Super-resolution GAN for Medical Images

22 Nov 2017

November 22nd 2017 - Tejpal Virdi

An important imaging task is super-resolution: the process of enhancing the resolution of an image. Recently, researchers have gone at this problem using Deep Learning, and the methods have been successful. In this post, we look at a common medical procedure and show how it can be drastically improved with the use of GANs.

Introduction

Capturing real-time images of the insides of a patient may be difficult due to the restricted space and intricacies of the human body. In particular, a colonoscopy requires a video camera on a tube to be placed through the gastrointestinal tract, which goes to almost twenty-three feet long. The procedure is often accompanied by major discomfort, including cramping pains and abdominal swelling due to the aggressiveness of the procedure. Luckily, new methods have been introduced that can reduce the complexity of the procedure. With the development of nanotechnology, this examination can be done with a small capsule [1]. Also, recent advancements in transient electronics, have allowed for safe and painless medical diagnosis. However, the size of the device often compromises the quality of the images. A Low-resolution (LR) image cannot be used to its full potential, giving low-accuracies in classification models as well as difficulty for doctors when examining the images by eye.
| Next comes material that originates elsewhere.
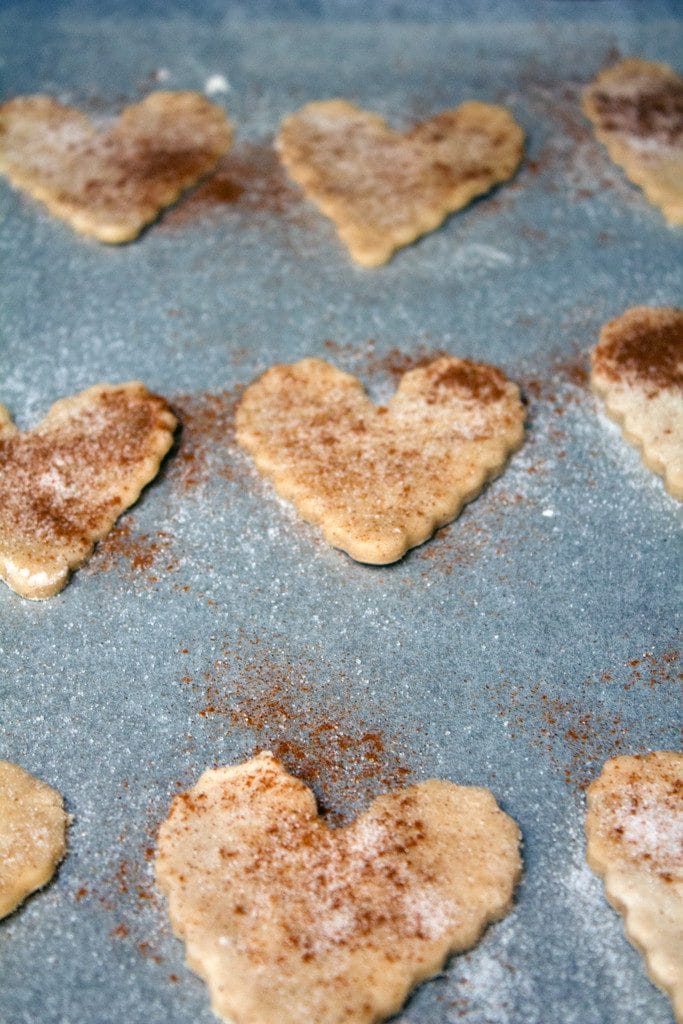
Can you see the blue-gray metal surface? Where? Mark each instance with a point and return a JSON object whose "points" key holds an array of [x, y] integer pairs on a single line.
{"points": [[517, 650]]}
Recently, Generative Adversarial Networks have been used for super-resolution [2]. Given an LR image, there are multiple possibilities for a corresponding and accurate HR image and the generator is trained to learn one of these mappings. Super-resolution has been commonly used in various domains such as satellite imaging, security, face-recognition, as well as medicine. The important features in a HR medical image are crucial for an accurate interpretation of the data.

This post analyzes the benefits of applying a super-resolution procedure to medical data, in terms of classification accuracy and qualitative results. It also enables the development of cheaper and smaller cameras and although compromising on quality, with the use of super-resolution technology, the small cameras can be successfully implemented.

Medical images are produced in two main forms: scans and photographs. Scans include X-rays, MRIs, CTs, etc. while common medical photography includes fundus photography and photography of internal tracts. Scan super-resolution has been explored by mapping MRI to CT scans as well as enhancing the resolution of low-dose scans. This post looks specifically into photography from colonoscopy procedures.

Data

We train the super-resolution GAN (SRGAN) on 1200 32x32 images from CVC-ColonDB [3].

Methods

The SRGAN follows the typical GAN format but the architectures for the discriminator and generator are different:

srgan

The most important feature of the Generator architecture is the B residual blocks. The residual block is the building block of the Residual Network (ResNet), which is one of the top architectures used for Image Recognition. The goal of any network is to find the mapping between an input and output. It does this by learning different functions along the way, one being the identity function. The identity function is very important since the output image is likely to have a similar structure to the input. A model without residual blocks never learns the exact identity function (input = output) but instead gets very close to it. The network would make tiny gradient changes to get closer to the function, resulting in the vanishing gradient problem. The ResNet fixes this by forcing the network to learn the identity mapping through an element-wise addition:

srgan

The discriminator is a pretty straightforward CNN. It uses a series of Convolution Layers, Leaky ReLUs, and Batch Normalization layers to learn the difference between high and super-resolution images. It takes in an input image and returns a scalar between 0 and 1, which is the certainty that the input is of super-resolution. A probability of 0.5 means that the discriminator cannot tell if the generated image is high-resolution or super-resolution.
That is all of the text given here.